But research by Professors Rüdiger Fahlenbrach and René M. Stulz in 2010, following the crisis, demonstrated why equity as its own component should not be ignored. While the knee jerk reaction is that if equity is held by executives, it will create alignment with shareholders, the research didn’t demonstrate any such benefits.
According to the research, “banks where CEOs had better incentives in terms of the dollar value of their stake [in the company] performed significantly worse than banks where CEOs had poorer incentives.” “The top … equity positions at the end of fiscal year 2006 [were] held by James Cayne (Bear Stearns, $1,062 million), Richard Fuld (Lehman Brothers, $911.5 million), Stan O’Neal (Merrill Lynch, $349 million)[and] Angelo Mozilo (Countrywide Financial, $320.9 million).” All of those firms fared poorly in the crisis: sold in distress or in the case of Lehman, went bankrupt. http://www4.gsb.columbia.edu/rt/null?&exclusive=filemgr.download&file_id=7214553&rtcontentdisposition=filename%3DStultz_Bank%20CEO%20Incentives%20and%20the%20Credit%20Crisis%2020100508%20RMS.pdf
This finding indicates that the banks of CEOs with poorer equity ownership stakes did better — and that perhaps equity ownership exacerbates rather than ameliorates risk taking on the part of CEOs. Certainly, it is well recognized that high equity stakes would logically tend to dampen full negative disclosures.
A strong negative correlation between equity stakes and bank performance such as the research finds would seem to be a compensation mechanism that the regulators should be curious to understand in setting policy, given the apparent risk to bank performance and the huge consequences to stakeholders.
So why don’t the regulators examine the issue more closely or address it in their rules proposal?
This isn’t the first time I’ve written on the topic. Here’s what I wrote to the SEC on this in September 2009 http://www.sec.gov/comments/s7-13-09/s71309-107.pdf and to the Federal Reserve on this in November 2009 http://www.federalreserve.gov/SECRS/2009/December/20091214/OP-1374/OP-1374_112709_25335_596100224676_1.pdf.
And it’s not as if equity is a miniscule part of CEO pay. A quick review of the summary compensation tables in the latest proxies shows that the current CEOs of JP Morgan, Bank of America, Citigroup and Wells Fargo, through the crisis (over the last three years) received $127 million in equity and option awards, on average 80% of their total pay. It would appear the 80/20 rule would clearly apply warranting a look at the impact of equity.

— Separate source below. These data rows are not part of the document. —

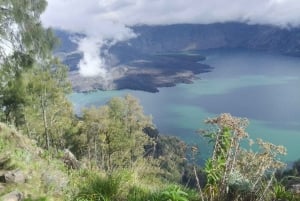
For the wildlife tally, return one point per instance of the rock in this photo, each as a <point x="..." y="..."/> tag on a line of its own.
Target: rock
<point x="13" y="196"/>
<point x="70" y="160"/>
<point x="295" y="188"/>
<point x="15" y="176"/>
<point x="54" y="180"/>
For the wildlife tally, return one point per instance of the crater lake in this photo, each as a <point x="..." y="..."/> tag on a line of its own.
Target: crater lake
<point x="263" y="87"/>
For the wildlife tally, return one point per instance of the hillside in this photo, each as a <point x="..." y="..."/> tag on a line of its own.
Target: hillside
<point x="27" y="171"/>
<point x="141" y="63"/>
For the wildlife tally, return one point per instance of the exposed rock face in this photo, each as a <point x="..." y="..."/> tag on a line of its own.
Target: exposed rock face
<point x="147" y="71"/>
<point x="13" y="196"/>
<point x="15" y="176"/>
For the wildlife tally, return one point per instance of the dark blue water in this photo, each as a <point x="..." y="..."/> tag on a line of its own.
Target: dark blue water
<point x="263" y="87"/>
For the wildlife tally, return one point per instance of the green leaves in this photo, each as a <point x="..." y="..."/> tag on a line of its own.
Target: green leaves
<point x="174" y="193"/>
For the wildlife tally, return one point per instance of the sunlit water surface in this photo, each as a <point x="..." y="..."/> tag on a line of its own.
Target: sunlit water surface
<point x="263" y="87"/>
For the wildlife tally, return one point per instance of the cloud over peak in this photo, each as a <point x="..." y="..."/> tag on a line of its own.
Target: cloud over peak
<point x="108" y="20"/>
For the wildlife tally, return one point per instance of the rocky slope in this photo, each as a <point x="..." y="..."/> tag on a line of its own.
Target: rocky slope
<point x="141" y="63"/>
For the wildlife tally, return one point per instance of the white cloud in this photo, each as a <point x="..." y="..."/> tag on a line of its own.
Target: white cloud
<point x="103" y="20"/>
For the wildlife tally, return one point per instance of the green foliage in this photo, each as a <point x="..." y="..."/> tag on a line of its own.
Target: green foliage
<point x="234" y="173"/>
<point x="99" y="189"/>
<point x="174" y="193"/>
<point x="112" y="135"/>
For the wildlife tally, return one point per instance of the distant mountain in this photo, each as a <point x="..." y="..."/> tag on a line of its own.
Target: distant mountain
<point x="182" y="37"/>
<point x="142" y="52"/>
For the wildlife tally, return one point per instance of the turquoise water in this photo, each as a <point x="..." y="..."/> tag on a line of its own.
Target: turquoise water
<point x="263" y="87"/>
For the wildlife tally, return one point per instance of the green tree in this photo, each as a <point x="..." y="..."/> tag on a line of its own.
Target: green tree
<point x="23" y="42"/>
<point x="48" y="113"/>
<point x="114" y="133"/>
<point x="234" y="173"/>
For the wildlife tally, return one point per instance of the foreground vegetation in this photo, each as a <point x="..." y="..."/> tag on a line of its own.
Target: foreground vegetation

To address compensation at financial institutions, regulators need to re-examine all the reasons equity may create these perverse effects including the fact that payments in equity may exacerbate the tendency to overpay (because of the false notion that equity and options are funny money and not real cash to the corporation). It may also encourage managers to take risks, increase the volatility of returns, extract potential windfall benefits from timed sales, and manipulate stock prices. And equity pay may do all this while diluting other shareholders and diminishing accountability to them and distracting managers from the real business of managing the business.
If regulators examine the issue carefully and reflect the impact in the rules proposal, maybe history won’t repeat itself. If they don’t, there is no reason to expect we won’t see the same movie once more.